SEOUL-- South Korea's top diplomat highlighted Seoul's commitment to a greater role in building a resilient global supply chain and cooperating with major economies in infrastructure projects in the Indo-Pacific region during a recent meeting of Group of Seven held in Britain, his office said Monday.
Foreign Minister Chung Eui-yong attended G-7 Foreign and Development Ministers' Meeting held in Liverpool over the weekend as a guest, along with representatives from Australia, India, South Africa and members of the Association of Southeast Asian Nations.
Chung called on the other participating ministers to coordinate responses to restore the global supply chain affected by the COVID-19 pandemic and expand investment in infrastructure projects in the Indo-Pacific region, his ministry said.
He briefed them on the Seoul government's efforts to promote "open society" against challenges at home and abroad with an "inclusive" and "balanced" approach, while expressing concerns over human rights violations against women in Myanmar and Afghanistan.

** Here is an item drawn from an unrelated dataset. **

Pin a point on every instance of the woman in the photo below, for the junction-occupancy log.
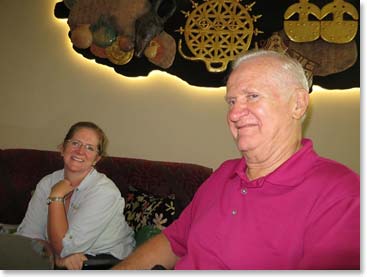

On the sidelines over the gathering, Chung has held separate talks with his counterparts from Britain, Germany, Canada, the Philippines and Australia, and briefly met with foreign ministers from the United States and Japan, the ministry said.
Chung met with his British counterpart Liz Truss and agreed to collaborate in major infrastructure projects in developing nations and step up partnership in digital technologies.
In his talks with Germany's new Foreign Minister Annalena Baerbock, the two sides discussed ways to expand partnership in global issues, including climate change and health care sectors.
Britain holds the rotating presidency of the G-7 sessions this year, and Germany will be the next chair.
Chung also sat down with the Philippine foreign minister Teodoro Locsin Jr. to deepen bilateral economic ties in such areas as railway infrastructure and defense sectors.
They acknowledged the need to quicken the process to officially sign their free trade agreement, which was concluded in October, to lower trade barriers. It needs a parliamentary ratification in the respective nations.
He met with his Canadian counterpart Melanie Joly for the first time since her joining Prime Minister Justin Trudeau's new Cabinet in October to talk on cooperation on the Indo-Pacific region and COVID-19 response.
In addition, Chung had a "pull-aside" meeting with his Australian counterpart Marie Payne to strengthen bilateral ties as the two countries are set to upgrade their relations to a "comprehensive strategic relationship" in the wake of South Korean President Moon Jae-in's state-visit to Australia this week.
The two top diplomats agreed to expand strategic partnership in trade, carbon neutrality and key raw materials among others.
While Chung didn't separately held a meeting with U.S. Secretary of State Antony Blinken, the two had private discussions on the margins of the Saturday reception and working sessions on Sunday, according to Seoul officials.
"The two ministers exchanged their opinions about mutual interests on the Korean Peninsula, Northeast Asia and the Middle East, and discussed ways to expand the bilateral cooperation," the ministry said in a press release.
He also briefly met with his Japanese counterpart Yoshimasa Hayashi for the first time since Hayashi's inauguration last month as part of efforts to improve strained bilateral ties over history-related issues, and the two diplomats agreed to expand communications via diplomatic channels, it added.